If the strings are similar, but not identical, then the longest_length_found would become a significant fraction of the smaller of A or B, which would divide out one of the factors in the N^3 leaving us with N^2, right? I'm just trying to understand what happens when they are remarkably similar but not identical.

Thinking out loud, what if on the first letter, you find a substring with a length around half of the length of A. This would mean that you would run A/2 iterations of the first loop, B-(A/2) iterations of the second loop, and then up to A/2 iterations in the third loop (assuming the strings were very similar) without finding a longer substring. Assuming roughly even length strings, that's N/2 * N/2 * N/2 = O(N^3).

Sample strings which could show this behavior:

A A A B A A A B A A A B A A A B

A A A A B A A A A B A A A A B A

Am I close or am I missing something or misapplying something?

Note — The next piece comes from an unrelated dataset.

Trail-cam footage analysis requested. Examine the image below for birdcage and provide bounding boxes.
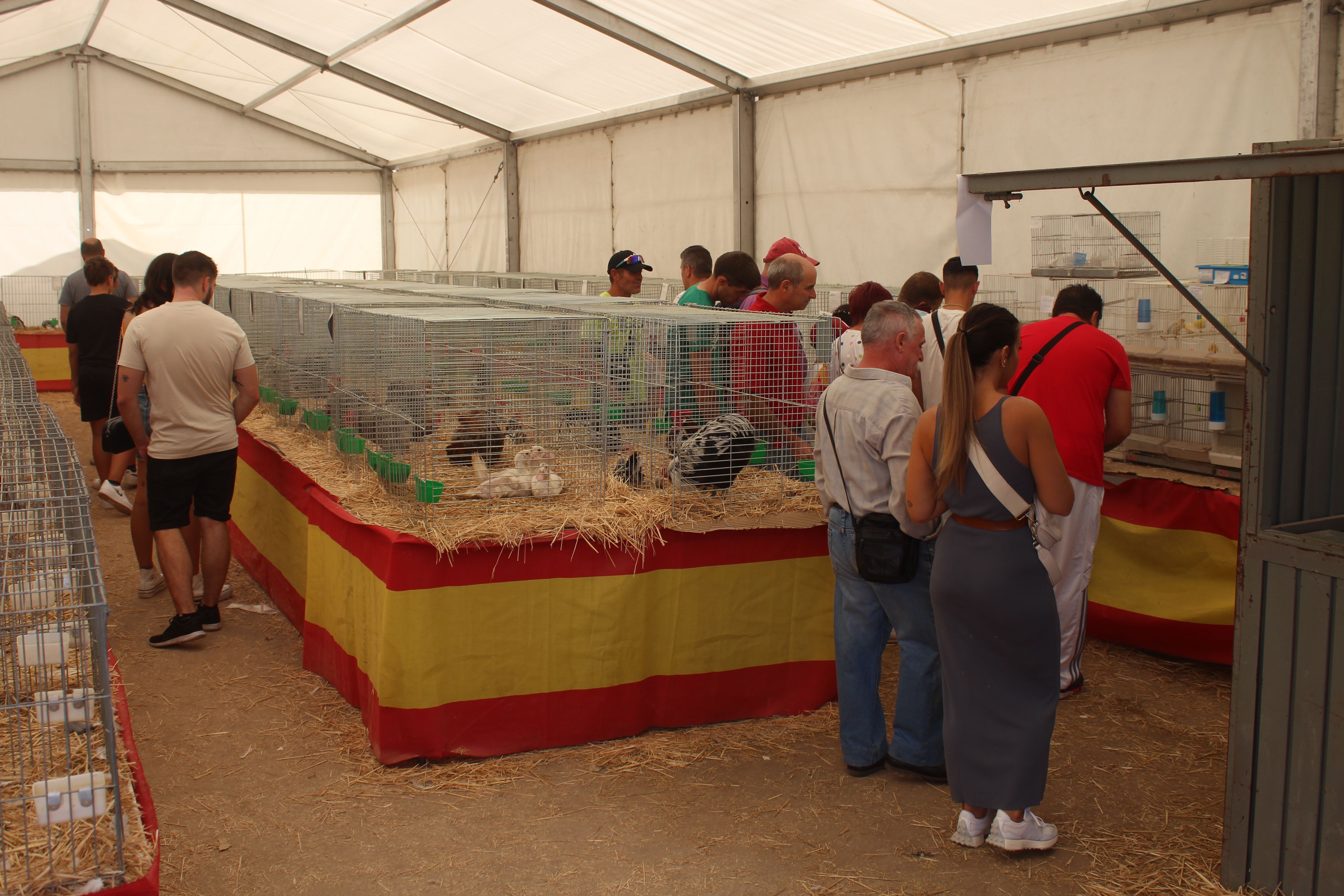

I'm pretty sure I could do better using a trie/prefix tree, but again, I'm just really interested in understanding the behavior of this specific code.

Answer 1

I think what roliu said in the comments is bang on the money. I think your algorithm is O(N³) with a best-case of O(N²).

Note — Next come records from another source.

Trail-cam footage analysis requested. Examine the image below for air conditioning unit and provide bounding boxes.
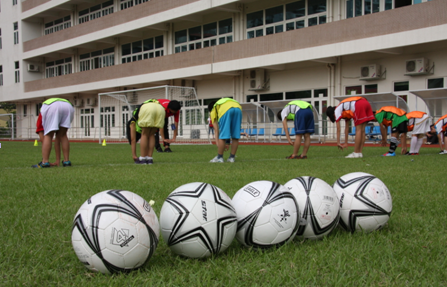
[405,58,430,76]
[126,92,138,104]
[249,69,265,91]
[360,64,382,81]
[73,99,84,107]
[28,64,39,72]
[85,97,96,107]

What I actually wanted to point out is the over-indulgence of this algorithm. You see, for every possible starting offset in each string, you test every subsequent matching character to count the number of matches. But consider something like this:

A = "01111111"
B = "11111110"

Almost the first thing you will find is the maximum matching substring starting at A[1] and B[0], and then later on you will test parts of that exact overlap, beginning at A[2], B[1] and so on... What's important here is the relative offset. You can completely drop the N³ part of the algorithm by realising this. Then it becomes a matter of shifting one of the arrays beneath the other.

A         01111111
B  11111110
B   11111110
B    11111110
B        ... -->
B                11111110

To make the code less complicated, you can test just half of the system, then swap the arrays and test the other half:

// Shift B under A
A  01111111
B  11111110
B      ... -->
B         11111110

// Shift A under B
B  11111110
A  01111111
A      ... -->
A         01111111

If you do this, then you have something like O((A+B-2) * min(A,B) / 2), or more conveniently O(N²)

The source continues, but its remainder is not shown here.